BAŞKAN - Öncelikle, dün akşam Ankara'nın kalbinde, ülkemizin kalbinde yaşanan terör saldırısından dolayı, bu menfur saldırıdan dolayı üzüntülerimizi Komisyon adına ifade etmek istiyorum. Bu menfur saldırıda hayatını kaybeden Türk Silahlı Kuvvetleri mensuplarına, personeline, sivil vatandaşlarımıza Allah'tan rahmet, yaralılarımıza da acil şifalar diliyorum.

Aziz milletimizin başı sağ olsun. Bu millet büyük bir aile ve yaralarını sarma konusunda geçmişte çok ciddi tecrübeleri var ve bu konuda birbirine kenetlenmiş aziz bir millet. Bu yaralarını da birlikte saracağına olan inancımla tekrar milletimize başsağlığı diliyorum Komisyonumuz adına.

Ve Komisyonumuzun gündemini açıyorum.

Malumunuz, bugüne kadar, biz, kamu kurum ve kuruluşlarından sunumlar aldık. Başta aile yapısı araştırması olmak üzere; Aile Bakanlığı, Sağlık Bakanlığı, Millî Eğitim Bakanlığı, Çalışma Bakanlığı, Komisyon konusuna giren hemen hemen tüm kamu kuruluşlarından sunumları aldık bugüne kadar olan Komisyon toplantılarımızda. Bugünden itibaren de sivil toplum ve üniversite çalışmalarına geçiyoruz, o konudaki çalışmalar hakkında Komisyonumuz bilgilenecek. Bu anlamda bugüne kadar Komisyonun alanına giren konularda hayli çalışması olan, emeği olan çeşitli sivil toplum kuruluşları temsilcileri ve akademisyenler bugün misafirlerimiz.

Tabii, hemen her toplantıda ifade ettiğim birkaç hususa tekrar burada dikkatinizi çekmek istiyorum. Bu Komisyon aile bütünlüğünün korunması ve boşanma olaylarının araştırılması komisyonu kısaca. Tek bir perspektiften bakamayacağımız kadar geniş bir çalışma alanı var Komisyonumuzun.
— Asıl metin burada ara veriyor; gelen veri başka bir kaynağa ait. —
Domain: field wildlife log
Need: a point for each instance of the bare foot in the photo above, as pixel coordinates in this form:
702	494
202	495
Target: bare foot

Ve ilk günden itibaren söylediğimiz şu: Ailenin tüm bireyleri; kadın, erkek, çocuk, engelli, yaşlı, bu Komisyonun çalışma alanına giriyor ve biz güçlü bir aileden bahsedebilmek için bireylerin her birinin tek tek güçlendirildiği bir aileden bahsediyoruz. O bireylerden herhangi birinin yani bir engellinin, yaşlının, çocuğun zayıf kaldığı bir aile, bizim tanımladığımız anlamda güçlü bir aile olamıyor ne yazık ki. Bununla beraber, şunu özellikle belirtmek istiyorum tekrar tutanaklara geçmesi açısından: Ne yazık ki, kadının güçlendirilmesiyle ailenin güçlendirilmesi sanki birbirinin alternatifiymiş gibi bir algı oluşabiliyor bazen. Bütün samimiyetimle bunu söylüyorum, bu konuda defalarca yazı yazmış biri olarak da söylüyorum, asla bu ikisi birbirinin alternatifi değil. Biz aynı zamanda kadını güçlendirirken, çocuğu güçlendirirken, ailenin diğer tüm bireylerini güçlendirirken aileyi de güçlü tutabiliriz. Aileyi güçlendirmemiz diğerlerini zayıflatmamız anlamına gelmemeli, gelmemekte.

Bir diğer husus da aile bütünlüğünü konuştuğumuzda genelde karı-koca ilişkisi üzerinden bir aile tanımıyla başlayan bir tartışma başlıyor. Kadın ve erkek ilişkisi... Hep söylüyorum, oysa biz bir aileye doğarız yani bizim doğumumuzla başlar bir aileyle ilişkimiz, medeni hâlimizle başlamaz.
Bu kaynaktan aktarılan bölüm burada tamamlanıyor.